Lebanese Daily Star on Detained Syrian Blogger Hussein Ghrer


BEIRUT: Rights groups are raising the alarm over the continued disappearance of journalists in Syria.

The Committee to Protect Journalists, a New York based organization, Tuesday issued a statement saying that three new reporters have disappeared.

The latest is journalist Lina Saleh Ibrahim, 31, was last seen leaving her home in the Damascus suburb of Harasta on Tuesday. Ibrahim is a business reporter for the state-owned daily Tishreen.

Freelance reporter Wael Yousef Abaza also disappeared on Oct. 25 in Damascus, the Syrian Center for Media and Freedom of Expression reported on Sunday.

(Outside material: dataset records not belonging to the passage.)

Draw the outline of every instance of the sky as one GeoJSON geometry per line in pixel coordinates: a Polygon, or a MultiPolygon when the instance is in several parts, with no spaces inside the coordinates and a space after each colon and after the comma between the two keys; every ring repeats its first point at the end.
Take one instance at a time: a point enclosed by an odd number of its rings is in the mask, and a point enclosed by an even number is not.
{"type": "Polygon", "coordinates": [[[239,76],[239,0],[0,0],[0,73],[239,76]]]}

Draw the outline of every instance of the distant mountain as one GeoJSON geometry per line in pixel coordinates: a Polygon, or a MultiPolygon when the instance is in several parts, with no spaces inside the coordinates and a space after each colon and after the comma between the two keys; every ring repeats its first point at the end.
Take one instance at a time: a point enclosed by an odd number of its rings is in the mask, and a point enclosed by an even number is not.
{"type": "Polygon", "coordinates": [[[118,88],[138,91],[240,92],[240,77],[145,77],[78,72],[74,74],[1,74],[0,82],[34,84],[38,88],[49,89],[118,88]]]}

Both journalists' families reported their respective disappearances to Syrian authorities but they have not responded, local journalists told CPJ.

Blogger Hussein Ghrer disappeared after leaving his home one day earlier, on Oct. 24, according to local and regional press freedom groups and bloggers.

Dozens of journalists and bloggers have been detained, arrested or have gone missing since the start of the country’s seven-month-old uprising, and most foreign journalists have been expelled or banned. Those that are able to work do so under strict government control.

“We’ve seen this pattern from the beginning,” said Nadim Houry, the Syria and Lebanon researcher for Human Rights Watch. “Journalists, bloggers or anyone who tries to spread information about what’s going on in Syria puts themselves at risk.”

Kinda Kanbar, co-founder of Syria Today, an independent English language magazine, where Ibrahim has been a contributor, said the development is particularly concerning because now journalists without ties to the opposition are being arrested.

“It is very dangerous development that journalists are disappearing without knowing who is arresting them,” Kanbar told the Daily Star. “And now they are starting to crack down on Syrian [journalists] that are not known to be close to the opposition.”

She added that “the Syrian regime human rights violations have gone way, way out of hand and everyone who is not with the regime or disagree with the regime is in danger – not only journalists.”

Several days before his disappearance, Ghrer wrote on his blog, "Silence doesn't serve us after today. We don't want a country where we get imprisoned for uttering a word. We want a country that embraces and welcomes words." The blog includes news about activists detained in Syria.

"We are concerned for the safety of Lina Ibrahim, Wael Abaza, and Hussein Ghrer and other journalists who we believe to be in the custody of Syrian authorities," said Mohamed Abdel Dayem, CPJ's Middle East and North Africa program coordinator. "The government must immediately clarify whether it is holding these journalists, and if so, why."

On their website the Paris-based Reporters Without Borders has the names of 20 journalists that remain detained, imprisoned or missing, but they say the list is “almost certainly incomplete.”

Government censorship and control of the media has been routine in Syria under ever since the country’s ruling Baath Party came to power in 1963. But as citizens have taken to the streets to demand freedom, some journalists have become emboldened to test the limits of free speech, often at their own peril.

In August, renowned political cartoonist Ali Farzat was severed beaten by masked gunmen, who broke his hand, days after the artist drew a caricature of President Bashar Assad hitching a ride with Moammar Gadhafi. Activists said the attack showed the government was losing control.